Elternunterhalt: Wann Sie für Ihre Eltern zahlen müssen — und wann fast nie
Wenn ein Elternteil ins Pflegeheim kommt und Rente und Pflegeleistungen nicht reichen, springt das Sozialamt ein — und schaut, ob die Kinder mitzahlen müssen. Die gute Nachricht: Seit dem Angehörigen-Entlastungsgesetz ist das für die allermeisten kein Thema mehr. Zum Elternunterhalt wird nur herangezogen, wer im Jahr mehr als 100.000 Euro brutto verdient. Wer darunter liegt, zahlt nichts — und muss dem Sozialamt oft nicht einmal Auskunft geben. Hier lesen Sie, wann Elternunterhalt überhaupt in Betracht kommt, wie hoch Ihr Schutz ist und wie Sie eine Forderung abwehren.
Das Wichtigste in 30 Sekunden
- Die 100.000-Euro-Grenze: Zum Elternunterhalt wird nur herangezogen, wessen Jahresbruttoeinkommen über 100.000 Euro liegt (§ 94 Abs. 1a SGB XII).
- Darunter kein Rückgriff: Liegt Ihr Einkommen darunter, ist der Übergang auf das Sozialamt ausgeschlossen — Sie zahlen nichts.
- Grundsatz: Verwandte in gerader Linie schulden einander Unterhalt (§ 1601 BGB), wenn der Elternteil bedürftig ist (§ 1602 BGB).
- Hoher Selbstbehalt: Auch über der Grenze zahlen Sie nur, soweit Ihr eigener angemessener Unterhalt nicht gefährdet ist (§ 1603 BGB).

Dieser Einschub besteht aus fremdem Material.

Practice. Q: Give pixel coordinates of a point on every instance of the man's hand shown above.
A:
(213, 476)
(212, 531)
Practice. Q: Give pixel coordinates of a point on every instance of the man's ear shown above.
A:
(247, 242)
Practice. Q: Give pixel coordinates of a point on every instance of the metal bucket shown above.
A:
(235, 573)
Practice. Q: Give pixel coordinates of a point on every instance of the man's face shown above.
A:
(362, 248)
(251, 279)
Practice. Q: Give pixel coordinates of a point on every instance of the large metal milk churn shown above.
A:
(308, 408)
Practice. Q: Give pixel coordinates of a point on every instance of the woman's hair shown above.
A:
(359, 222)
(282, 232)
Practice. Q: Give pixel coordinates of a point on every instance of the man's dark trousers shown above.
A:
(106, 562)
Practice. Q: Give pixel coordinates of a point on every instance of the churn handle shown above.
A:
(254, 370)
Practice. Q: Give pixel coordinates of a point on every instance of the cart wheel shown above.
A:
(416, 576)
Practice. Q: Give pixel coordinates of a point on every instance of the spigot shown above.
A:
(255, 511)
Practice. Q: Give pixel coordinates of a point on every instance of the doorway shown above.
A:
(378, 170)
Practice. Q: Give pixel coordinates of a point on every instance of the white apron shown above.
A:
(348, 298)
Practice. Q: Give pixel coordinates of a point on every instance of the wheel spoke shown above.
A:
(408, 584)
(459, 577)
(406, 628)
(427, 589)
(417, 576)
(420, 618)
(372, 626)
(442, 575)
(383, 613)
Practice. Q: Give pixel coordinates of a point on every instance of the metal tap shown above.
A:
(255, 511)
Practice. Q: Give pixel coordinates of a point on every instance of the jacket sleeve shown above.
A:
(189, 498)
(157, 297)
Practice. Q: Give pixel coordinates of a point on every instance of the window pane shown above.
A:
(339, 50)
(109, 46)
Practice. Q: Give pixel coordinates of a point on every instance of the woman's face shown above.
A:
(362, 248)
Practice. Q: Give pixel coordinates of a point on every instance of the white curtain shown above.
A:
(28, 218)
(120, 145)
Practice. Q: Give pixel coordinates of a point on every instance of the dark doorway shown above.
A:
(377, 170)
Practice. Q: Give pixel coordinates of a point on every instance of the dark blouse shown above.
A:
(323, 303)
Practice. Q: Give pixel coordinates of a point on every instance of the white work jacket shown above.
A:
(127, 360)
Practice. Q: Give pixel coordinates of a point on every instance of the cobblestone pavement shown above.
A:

- Verwirkung möglich: Bei schwerem Fehlverhalten des Elternteils kann der Anspruch entfallen (§ 1611 BGB).
Worauf es ankommt
Erst die Grenze prüfen: Ob Sie überhaupt etwas zahlen, entscheidet allein Ihr Jahresbruttoeinkommen im Verhältnis zur 100.000-Euro-Grenze (§ 94 Abs. 1a SGB XII).
Keine vorschnelle Auskunft: Liegen Sie unter der Grenze, muss das Sozialamt Ihre Einkünfte grundsätzlich nicht im Detail kennen — geben Sie nichts vorschnell preis.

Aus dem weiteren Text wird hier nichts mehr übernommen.